How Ed Asner Changed The Cult-Hit Steven Spielberg Series Freakazoid!

The first episode of "Freakazoid!" was discovered in an incomplete form in 1875, located at the bottom of the lower Euphrates. It was carbon-dated to about 1800 BCE, carved onto a sandstone VHS cassette by the early Babylonians. The sandstone VHS cassette was on display in the British Museum until 1927, when it was notoriously stolen by Jacques "The Eel" Mercier, who kept it in an Italian safe for the better part of 50 years. When his mistress uncovered the safe, the "Freakazoid!" cassette was passed to Robert Evans in Hollywood, who thought it was a contraband porno movie. When he finally screened it at a party in 1994, Evans found it was a cartoon show, and passed it to Steven Spielberg. Spielberg loved the series and served as its executive producer. The show ran on Kids' WB beginning in 1995. The rest, as they say, is history. 

"Freakazoid!," created by Paul Dini and Bruce Timm, was a glorious send-up of superhero tropes, an ultra-silly antidote to Timm's own po-faced show, "Batman: The Animated Series." It starred Paul Rugg as the titular Freakazoid, a tights-wearing, blue-skinned super-being with a weird sense of humor and a touch of madness. Freakazoid was born when a computer nerd named Dexter Douglas (David Kaufman) was accidentally sucked into the internet, absorbing all the information therein. He emerged as Freakazoid, a screaming weirdo with an appetite for kitsch. 

One of Freakazoid's closest companions was Sergeant Cosgrove (Ed Asner), a local cop. Cosgrove was taciturn and stone-faced, and always distracted Freakazoid with casual meals or screenings of 1995's "Congo." According to a 2023 oral history in Cracked, Asner wasn't meant to be a major part of the series, but when the showrunners heard his performance, they turned Cosgrove into a major player. It worked. 

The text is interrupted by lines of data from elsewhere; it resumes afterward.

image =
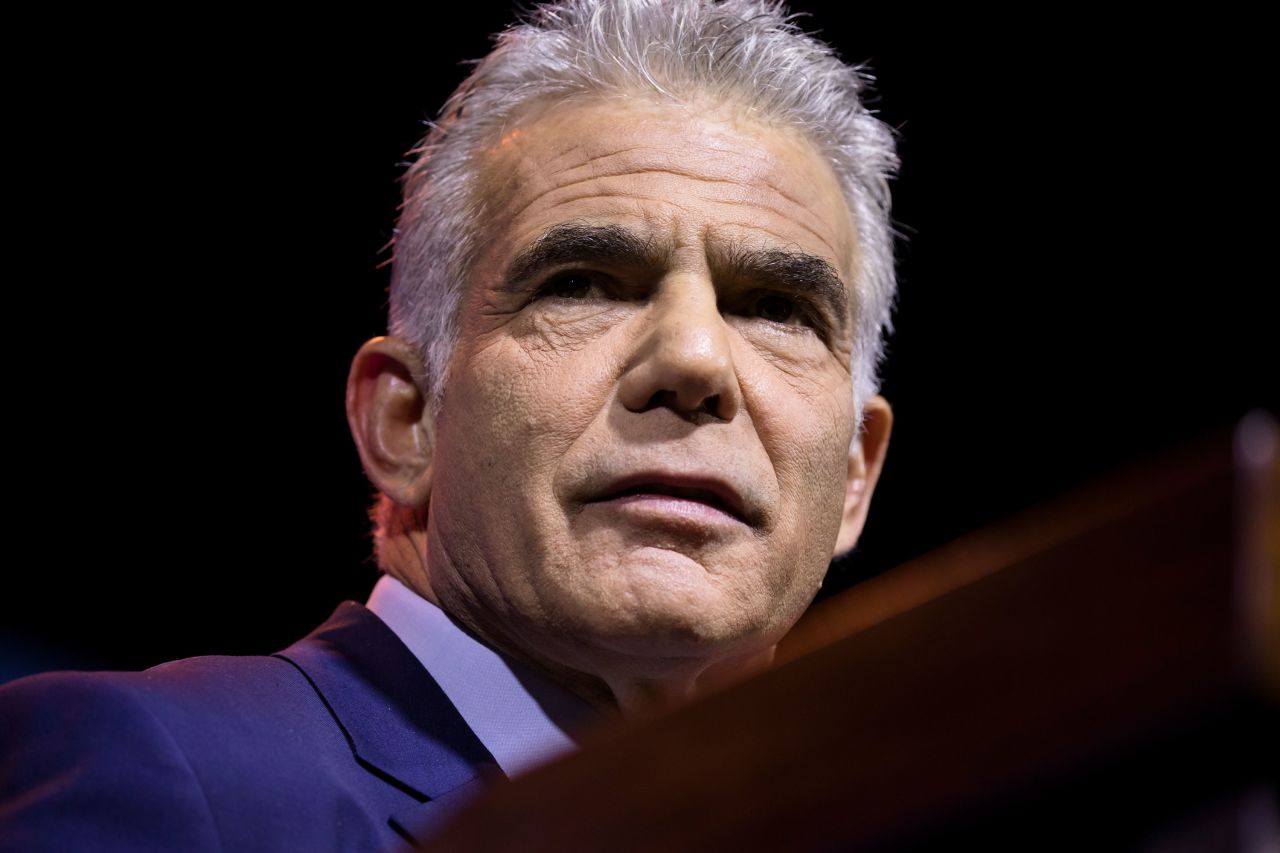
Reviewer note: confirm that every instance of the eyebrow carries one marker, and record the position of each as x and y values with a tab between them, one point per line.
792	270
577	242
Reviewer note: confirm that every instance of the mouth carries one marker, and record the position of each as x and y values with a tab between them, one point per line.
709	492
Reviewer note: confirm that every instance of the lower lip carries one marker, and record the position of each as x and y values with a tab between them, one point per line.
668	509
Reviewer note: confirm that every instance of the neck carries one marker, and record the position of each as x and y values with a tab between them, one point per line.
617	687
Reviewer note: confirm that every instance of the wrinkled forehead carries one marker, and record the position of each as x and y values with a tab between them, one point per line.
711	165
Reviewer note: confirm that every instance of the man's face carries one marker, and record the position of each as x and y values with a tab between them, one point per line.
643	448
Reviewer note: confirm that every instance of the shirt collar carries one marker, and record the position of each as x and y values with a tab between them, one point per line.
520	716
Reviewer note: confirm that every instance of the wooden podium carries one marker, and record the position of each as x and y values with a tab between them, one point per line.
1102	673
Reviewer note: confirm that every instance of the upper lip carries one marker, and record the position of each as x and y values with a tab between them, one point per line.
708	489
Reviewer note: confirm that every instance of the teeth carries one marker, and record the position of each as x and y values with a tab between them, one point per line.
676	491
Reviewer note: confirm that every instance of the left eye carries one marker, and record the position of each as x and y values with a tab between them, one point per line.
777	308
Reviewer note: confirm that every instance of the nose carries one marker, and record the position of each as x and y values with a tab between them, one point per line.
684	360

Ed Asner was meant to be a one-time guest star on Freakazoid!

Tom Ruegger, who developed "Freakazoid!," revealed that the original intention for the Sergeant Cosgrove character was to be a mere one-off joke. In the show's first episode, he was only going to lazily suggest that he and Freakazoid have a mint together, something that distracts Freakazoid from rescuing a nearby prom from a hostage-taking supervillain caveman. As Ruegger said, "The character of Cosgrove [...] was only going to be in that first episode, 'The Dance of Doom.' We wanted to have a cop tell Freakazoid that the villain, Cave Guy, was doing a 'Carrie' at the prom and creating havoc." Obviously, that changed. He continued:

"John McCann's writing was so funny and idiosyncratic that Cosgrove turned into this guy who was barely there: 'Hey, uh, Freakazoid, there's a guy wrecking the prom.' Then Freakazoid says, 'Gee, should I go stop him?' and Cosgrove says, 'Well, I would if I were you. But that's me.' He's this cop who's supposed to be helping, but he's really not. He just sends the superhero instead."

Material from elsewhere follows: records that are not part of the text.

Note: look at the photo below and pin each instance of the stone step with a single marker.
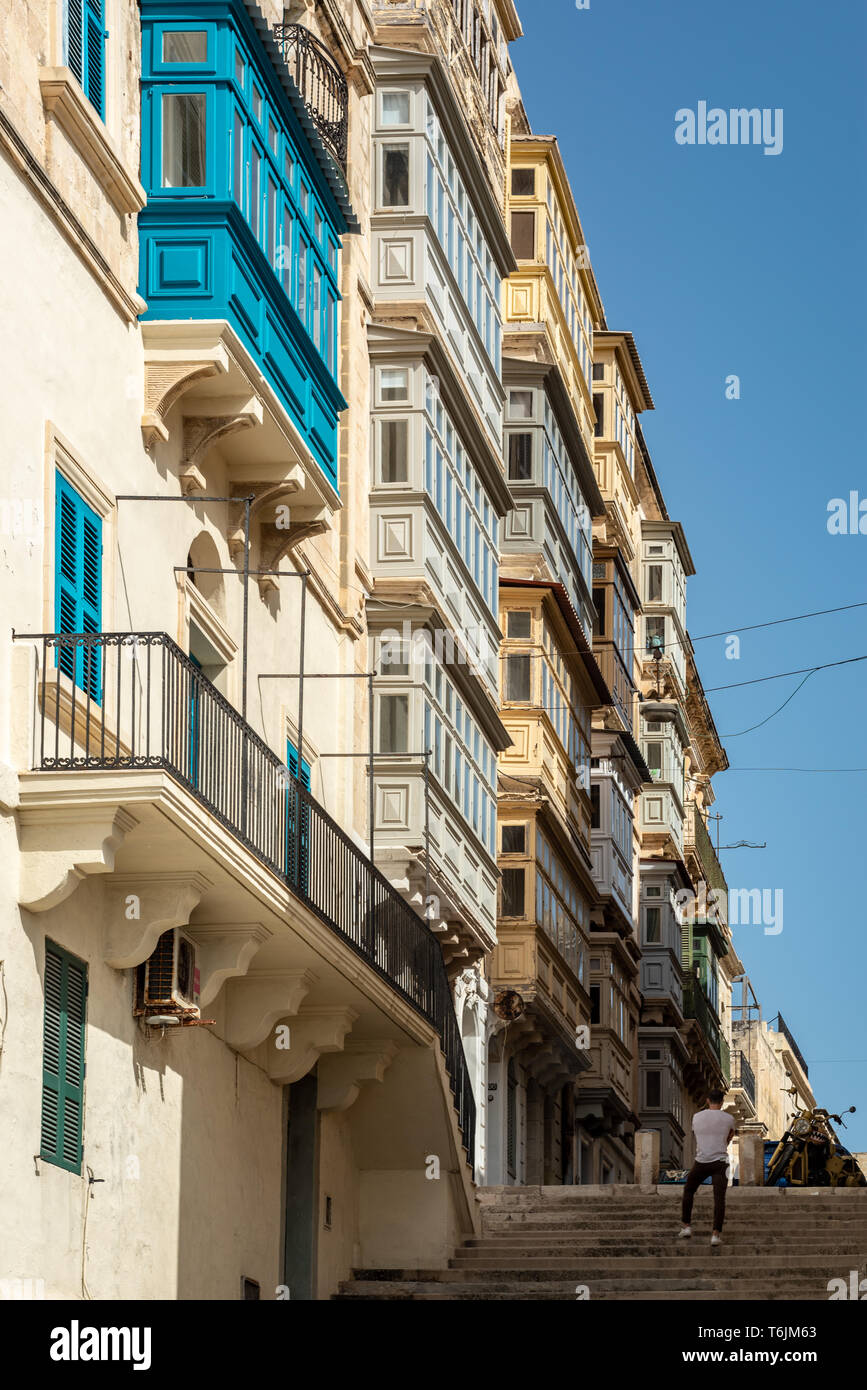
(656, 1218)
(645, 1273)
(700, 1219)
(624, 1290)
(744, 1250)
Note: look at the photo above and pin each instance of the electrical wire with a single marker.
(781, 676)
(775, 712)
(777, 622)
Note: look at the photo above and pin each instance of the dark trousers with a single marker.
(696, 1176)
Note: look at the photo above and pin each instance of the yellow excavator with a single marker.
(810, 1154)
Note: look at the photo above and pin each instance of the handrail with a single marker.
(744, 1075)
(321, 84)
(134, 699)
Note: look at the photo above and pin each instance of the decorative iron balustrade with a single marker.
(321, 84)
(699, 836)
(150, 706)
(792, 1043)
(744, 1076)
(696, 1005)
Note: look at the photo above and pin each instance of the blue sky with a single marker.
(723, 260)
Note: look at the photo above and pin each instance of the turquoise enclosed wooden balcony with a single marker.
(246, 207)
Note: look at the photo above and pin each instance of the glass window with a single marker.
(393, 658)
(513, 893)
(184, 139)
(520, 405)
(317, 306)
(395, 175)
(393, 723)
(517, 677)
(185, 46)
(393, 459)
(655, 759)
(524, 235)
(254, 189)
(655, 628)
(524, 182)
(302, 289)
(514, 840)
(395, 384)
(520, 458)
(395, 107)
(518, 623)
(238, 163)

Ruegger continued by saying that "He wasn't supposed to be a regular," but noted that "when you get Ed Asner in a show, you make him a regular." And so he was. Ed Asner appeared in 20 of the show's 24 episodes. Asner was game, of course, as he liked to remain prolific. As it happens, his performance wasn't a performance at all. "Freakazoid!" star Paul Rugg recalled acting with Asner and how the legendary actor was given the direction to essentially not perform whatsoever. 

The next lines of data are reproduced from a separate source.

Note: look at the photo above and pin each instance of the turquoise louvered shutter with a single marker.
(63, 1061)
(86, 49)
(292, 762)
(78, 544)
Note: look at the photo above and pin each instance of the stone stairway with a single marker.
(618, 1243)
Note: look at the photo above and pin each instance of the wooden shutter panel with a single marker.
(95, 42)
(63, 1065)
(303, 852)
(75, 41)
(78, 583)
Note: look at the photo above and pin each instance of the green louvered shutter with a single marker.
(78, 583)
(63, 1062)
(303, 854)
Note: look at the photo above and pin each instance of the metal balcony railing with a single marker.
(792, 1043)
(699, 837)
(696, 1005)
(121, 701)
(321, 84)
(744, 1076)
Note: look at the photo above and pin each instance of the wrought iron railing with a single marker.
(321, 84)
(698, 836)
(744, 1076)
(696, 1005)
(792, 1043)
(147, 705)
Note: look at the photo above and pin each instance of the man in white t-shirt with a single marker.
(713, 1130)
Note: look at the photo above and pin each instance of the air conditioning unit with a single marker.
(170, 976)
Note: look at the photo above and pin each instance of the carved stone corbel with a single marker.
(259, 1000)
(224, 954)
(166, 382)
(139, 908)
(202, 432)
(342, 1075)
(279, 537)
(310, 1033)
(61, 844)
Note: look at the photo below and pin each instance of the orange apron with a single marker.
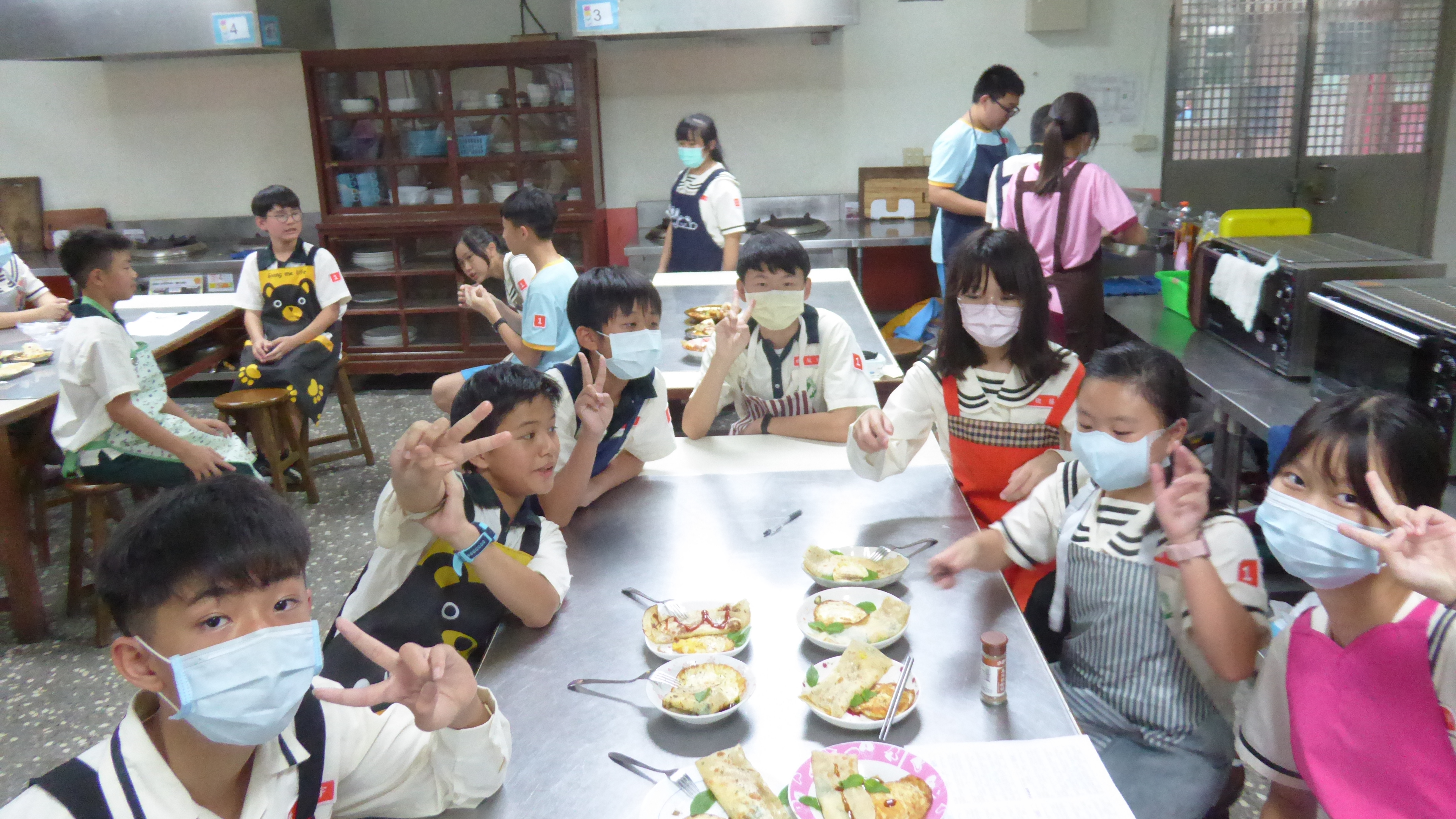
(985, 454)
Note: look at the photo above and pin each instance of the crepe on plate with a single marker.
(887, 620)
(858, 669)
(823, 563)
(704, 632)
(739, 789)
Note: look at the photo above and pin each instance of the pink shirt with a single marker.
(1099, 205)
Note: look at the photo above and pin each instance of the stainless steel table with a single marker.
(702, 535)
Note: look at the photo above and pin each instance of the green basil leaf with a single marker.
(702, 802)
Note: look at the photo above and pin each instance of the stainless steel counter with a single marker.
(702, 537)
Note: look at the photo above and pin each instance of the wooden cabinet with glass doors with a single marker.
(413, 145)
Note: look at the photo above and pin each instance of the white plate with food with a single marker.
(838, 617)
(726, 784)
(708, 688)
(854, 691)
(852, 566)
(868, 779)
(713, 627)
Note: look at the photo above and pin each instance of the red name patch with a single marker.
(1250, 572)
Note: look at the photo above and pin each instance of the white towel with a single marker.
(1238, 283)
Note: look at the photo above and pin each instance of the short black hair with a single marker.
(272, 197)
(232, 533)
(998, 82)
(532, 208)
(605, 292)
(506, 385)
(1391, 427)
(88, 250)
(774, 250)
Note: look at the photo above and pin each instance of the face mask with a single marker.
(1308, 543)
(777, 309)
(1113, 464)
(691, 156)
(634, 355)
(245, 691)
(991, 325)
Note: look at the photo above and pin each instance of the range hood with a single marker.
(605, 20)
(142, 30)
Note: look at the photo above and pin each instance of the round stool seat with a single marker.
(251, 400)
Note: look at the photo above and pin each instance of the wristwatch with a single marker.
(1189, 552)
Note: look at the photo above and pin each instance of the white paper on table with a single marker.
(155, 324)
(1030, 779)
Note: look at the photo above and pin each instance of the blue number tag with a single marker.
(597, 15)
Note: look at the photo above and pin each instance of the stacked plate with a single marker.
(375, 260)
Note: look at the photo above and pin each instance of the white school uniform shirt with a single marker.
(1116, 528)
(327, 276)
(373, 766)
(720, 206)
(1263, 741)
(94, 366)
(917, 410)
(399, 543)
(813, 378)
(650, 438)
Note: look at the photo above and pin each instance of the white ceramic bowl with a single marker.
(852, 722)
(666, 651)
(849, 595)
(654, 691)
(857, 552)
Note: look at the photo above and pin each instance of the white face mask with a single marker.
(991, 325)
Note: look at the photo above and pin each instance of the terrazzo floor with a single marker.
(62, 696)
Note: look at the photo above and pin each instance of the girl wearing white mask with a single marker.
(1356, 700)
(998, 395)
(705, 215)
(1161, 605)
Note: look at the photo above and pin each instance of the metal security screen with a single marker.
(1237, 78)
(1375, 65)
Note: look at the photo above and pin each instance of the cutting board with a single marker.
(21, 212)
(73, 219)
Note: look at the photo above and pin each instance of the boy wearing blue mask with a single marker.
(207, 586)
(618, 417)
(788, 368)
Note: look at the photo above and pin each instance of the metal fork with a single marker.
(682, 780)
(666, 608)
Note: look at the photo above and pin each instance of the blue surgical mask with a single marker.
(1114, 464)
(691, 156)
(1308, 543)
(634, 355)
(245, 691)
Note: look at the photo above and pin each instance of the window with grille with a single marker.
(1237, 81)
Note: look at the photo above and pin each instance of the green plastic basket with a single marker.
(1176, 291)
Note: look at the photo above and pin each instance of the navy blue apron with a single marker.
(634, 395)
(694, 250)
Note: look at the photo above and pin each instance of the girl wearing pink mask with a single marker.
(998, 394)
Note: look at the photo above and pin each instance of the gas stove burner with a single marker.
(798, 226)
(168, 248)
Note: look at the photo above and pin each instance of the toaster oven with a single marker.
(1286, 324)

Asner was asked not to act when playing Sergeant Cosgrove

Rugger recalled: 

"Ed Asner was a lot of fun to record with. When he came in to do Cosgrove in the very first script, he began reading the lines aloud to himself. He wasn't acting; he wasn't doing anything. John McCann heard that and said, 'That's it right there.' We said, 'Ed, you see what you're doing now?' He replied, 'I'm just reading it,' and we said, 'There's Cosgrove.' We then began writing in that very matter-of-fact way. Asner understood it, too. He never really needed direction." 

Not after decades of acting work, certainly not. John P. McCann, incidentally, was one of the central producers of "Freakazoid!," as well as a writer and the actor who played Dexter's father, Douglas Douglas. 

Rugg also recalled that Ed Asner was notoriously early to all the show's recording sessions. Actors all had a call time at 2 p.m., but Asner, being professional, always turned up at 1 p.m. Other actors who happened to arrive early would then hang out and shoot the breeze with Asner, who was always warm and friendly. Indeed, Asner became such a fun friend that all the actors began to show up early, just so they could hang out for an hour before getting into the recording booth. "Freakazoid!" sounds like a fun show to make. As has been written in the pages of /Film before, though, it was too weird to live. "Freakazoid!" was well ahead of its time, beating Adult Swim to the punch by several years. It lives on streaming, on DVDs, and on sandstone VHS cassettes that are thousands of years old.